Publié par K. Poupée le Mercredi 11 Septembre 2013, 18:39 dans la rubrique International - Lu 2667 fois - Version imprimable

"Le noir et blanc s'est imposé immédiatement quand je suis allée dans les zones dévastées. Le gris dominait, en fait il n'y avait pas de couleurs", raconte Keiko Courdy, auteur d'un web-documentaire titré "Au-delà du nuage" sur le tsunami et la catastrophe atomique du 11 mars 2011 au Japon.

Ce jour-là, le pire vécu par les Japonais depuis la Deuxième guerre mondiale, cette artiste française était en France: mais elle ne put s'empêcher de revenir dans sa deuxième patrie meurtrie où elle a longtemps vécu.

"C'était une sorte de nécessité d'être là-bas et d'agir. Je savais que je voulais faire quelque chose, je ne savais pas comment. J'ai pris ma caméra, j'ai loué une voiture et longé la côte, de Morioka à Rikuzentakata", raconte-t-elle à l'AFP.

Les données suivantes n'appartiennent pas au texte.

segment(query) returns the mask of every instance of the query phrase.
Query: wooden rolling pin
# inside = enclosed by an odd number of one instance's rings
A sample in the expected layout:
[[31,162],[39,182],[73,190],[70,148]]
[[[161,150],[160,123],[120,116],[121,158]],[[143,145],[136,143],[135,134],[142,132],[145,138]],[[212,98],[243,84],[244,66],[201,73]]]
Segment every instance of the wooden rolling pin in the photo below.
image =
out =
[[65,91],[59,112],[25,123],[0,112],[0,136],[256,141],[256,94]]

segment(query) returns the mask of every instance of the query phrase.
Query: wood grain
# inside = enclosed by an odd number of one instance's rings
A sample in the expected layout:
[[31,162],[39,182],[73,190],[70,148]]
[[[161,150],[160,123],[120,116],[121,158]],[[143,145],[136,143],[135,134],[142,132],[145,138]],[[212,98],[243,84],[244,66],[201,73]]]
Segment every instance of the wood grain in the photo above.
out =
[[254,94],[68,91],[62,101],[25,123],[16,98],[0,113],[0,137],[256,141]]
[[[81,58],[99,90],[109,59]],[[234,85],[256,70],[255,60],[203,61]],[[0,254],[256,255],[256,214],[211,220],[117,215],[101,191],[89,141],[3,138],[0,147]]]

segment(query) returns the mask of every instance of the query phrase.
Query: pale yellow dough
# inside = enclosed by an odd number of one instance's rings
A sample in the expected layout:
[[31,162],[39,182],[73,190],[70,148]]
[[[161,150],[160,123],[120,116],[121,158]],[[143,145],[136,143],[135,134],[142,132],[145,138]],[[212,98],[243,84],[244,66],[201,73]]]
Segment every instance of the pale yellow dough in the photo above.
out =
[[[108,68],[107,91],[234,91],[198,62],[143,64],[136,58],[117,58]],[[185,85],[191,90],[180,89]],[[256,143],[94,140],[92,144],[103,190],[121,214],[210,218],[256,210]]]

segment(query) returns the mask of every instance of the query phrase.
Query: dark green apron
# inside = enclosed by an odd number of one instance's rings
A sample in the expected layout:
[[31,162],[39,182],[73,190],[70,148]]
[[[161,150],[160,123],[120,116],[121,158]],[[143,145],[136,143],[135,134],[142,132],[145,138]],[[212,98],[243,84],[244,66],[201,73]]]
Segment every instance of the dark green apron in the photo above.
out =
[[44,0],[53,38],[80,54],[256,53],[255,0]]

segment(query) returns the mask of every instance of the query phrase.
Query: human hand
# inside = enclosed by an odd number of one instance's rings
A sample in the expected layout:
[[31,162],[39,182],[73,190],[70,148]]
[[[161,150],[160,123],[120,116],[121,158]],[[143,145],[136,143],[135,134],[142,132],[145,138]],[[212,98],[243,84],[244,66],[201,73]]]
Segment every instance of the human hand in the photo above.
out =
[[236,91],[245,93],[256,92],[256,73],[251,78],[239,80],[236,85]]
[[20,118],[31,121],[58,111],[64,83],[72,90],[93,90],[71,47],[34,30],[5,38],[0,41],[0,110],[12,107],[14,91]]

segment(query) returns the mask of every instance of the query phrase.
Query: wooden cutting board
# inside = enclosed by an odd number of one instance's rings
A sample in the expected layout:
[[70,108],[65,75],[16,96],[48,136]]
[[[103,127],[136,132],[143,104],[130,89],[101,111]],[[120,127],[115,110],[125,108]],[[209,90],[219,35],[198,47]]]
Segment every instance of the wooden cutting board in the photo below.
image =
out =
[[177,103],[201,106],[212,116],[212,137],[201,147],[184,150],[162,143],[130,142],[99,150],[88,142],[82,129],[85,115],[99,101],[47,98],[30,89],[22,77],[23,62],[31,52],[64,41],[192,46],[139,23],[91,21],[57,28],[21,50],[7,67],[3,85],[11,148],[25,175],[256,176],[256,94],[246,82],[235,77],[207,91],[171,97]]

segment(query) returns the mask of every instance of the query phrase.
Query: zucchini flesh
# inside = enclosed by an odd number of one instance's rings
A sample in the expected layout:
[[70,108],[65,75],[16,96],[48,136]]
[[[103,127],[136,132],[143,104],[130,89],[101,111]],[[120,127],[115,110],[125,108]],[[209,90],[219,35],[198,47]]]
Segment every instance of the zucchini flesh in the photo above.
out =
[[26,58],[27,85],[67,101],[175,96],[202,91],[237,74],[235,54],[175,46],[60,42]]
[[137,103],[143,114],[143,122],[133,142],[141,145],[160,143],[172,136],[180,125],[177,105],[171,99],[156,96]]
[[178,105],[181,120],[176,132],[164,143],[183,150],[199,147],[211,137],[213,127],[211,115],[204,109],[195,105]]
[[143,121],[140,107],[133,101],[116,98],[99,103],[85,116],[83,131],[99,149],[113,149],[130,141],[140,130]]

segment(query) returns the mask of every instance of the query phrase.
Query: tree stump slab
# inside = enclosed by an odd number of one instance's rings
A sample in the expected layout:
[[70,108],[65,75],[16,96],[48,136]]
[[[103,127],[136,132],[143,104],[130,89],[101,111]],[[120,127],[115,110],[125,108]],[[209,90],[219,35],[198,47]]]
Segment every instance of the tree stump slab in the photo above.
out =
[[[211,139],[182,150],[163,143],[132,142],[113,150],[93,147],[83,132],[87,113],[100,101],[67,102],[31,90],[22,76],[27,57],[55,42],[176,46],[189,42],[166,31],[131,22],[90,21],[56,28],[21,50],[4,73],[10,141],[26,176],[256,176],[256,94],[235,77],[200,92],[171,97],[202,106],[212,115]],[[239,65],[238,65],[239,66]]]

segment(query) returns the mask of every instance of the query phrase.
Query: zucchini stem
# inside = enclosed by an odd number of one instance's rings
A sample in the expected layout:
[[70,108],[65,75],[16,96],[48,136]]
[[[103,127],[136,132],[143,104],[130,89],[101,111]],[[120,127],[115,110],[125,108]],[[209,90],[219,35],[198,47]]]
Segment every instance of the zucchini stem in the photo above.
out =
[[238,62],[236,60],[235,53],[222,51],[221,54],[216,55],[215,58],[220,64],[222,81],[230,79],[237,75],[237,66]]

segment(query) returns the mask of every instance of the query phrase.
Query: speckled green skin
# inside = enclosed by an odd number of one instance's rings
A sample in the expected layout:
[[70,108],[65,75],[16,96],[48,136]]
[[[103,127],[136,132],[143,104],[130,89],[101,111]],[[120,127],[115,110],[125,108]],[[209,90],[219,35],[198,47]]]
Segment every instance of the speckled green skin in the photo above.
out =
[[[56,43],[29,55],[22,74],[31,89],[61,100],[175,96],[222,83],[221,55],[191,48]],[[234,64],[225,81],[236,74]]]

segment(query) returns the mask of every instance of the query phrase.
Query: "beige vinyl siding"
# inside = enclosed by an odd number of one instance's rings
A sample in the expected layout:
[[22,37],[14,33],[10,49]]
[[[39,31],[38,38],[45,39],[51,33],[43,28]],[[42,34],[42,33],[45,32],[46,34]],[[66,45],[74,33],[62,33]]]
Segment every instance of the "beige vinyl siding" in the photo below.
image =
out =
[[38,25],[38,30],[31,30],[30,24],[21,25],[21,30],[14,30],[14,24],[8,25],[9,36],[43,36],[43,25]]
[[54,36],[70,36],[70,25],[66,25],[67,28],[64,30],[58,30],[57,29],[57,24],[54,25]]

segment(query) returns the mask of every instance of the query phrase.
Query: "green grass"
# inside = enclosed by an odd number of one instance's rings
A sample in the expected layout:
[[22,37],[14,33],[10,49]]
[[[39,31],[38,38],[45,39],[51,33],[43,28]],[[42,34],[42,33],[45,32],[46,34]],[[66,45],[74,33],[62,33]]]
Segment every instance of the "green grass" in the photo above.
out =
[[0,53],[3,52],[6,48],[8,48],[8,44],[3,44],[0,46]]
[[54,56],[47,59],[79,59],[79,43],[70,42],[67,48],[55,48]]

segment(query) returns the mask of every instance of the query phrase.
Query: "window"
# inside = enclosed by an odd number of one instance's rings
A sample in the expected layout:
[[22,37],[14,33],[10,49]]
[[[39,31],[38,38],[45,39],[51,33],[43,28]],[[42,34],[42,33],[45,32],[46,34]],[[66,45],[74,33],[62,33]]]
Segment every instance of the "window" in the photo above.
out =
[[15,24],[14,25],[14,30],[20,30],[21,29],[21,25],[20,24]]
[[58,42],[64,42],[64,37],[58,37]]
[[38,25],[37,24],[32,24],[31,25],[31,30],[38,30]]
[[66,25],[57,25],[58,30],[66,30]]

De ce périple, émaillé de rencontres avec des habitants de la région saccagée, des artistes, des personnalités politiques, des écrivains, des journalistes, elle a tiré une vingtaine d'entretiens exclusifs, matière première d'un web-documentaire réalisé avec Jérôme Sullerot, et d'un film de plus d'une heure et demie, intitulés "Au-delà du nuage". (http://www.yonaoshi311.com/#/FR/home).

"Le web-documentaire donne la liberté à celui qui le regarde de découvrir un univers de façon libre et interactive. Pour l'auteur, c'est un moyen de faire un travail de fond, beaucoup plus que dans le film, certes poignant, mais où il y a moins d'espaces d'expression", explique l'auteur.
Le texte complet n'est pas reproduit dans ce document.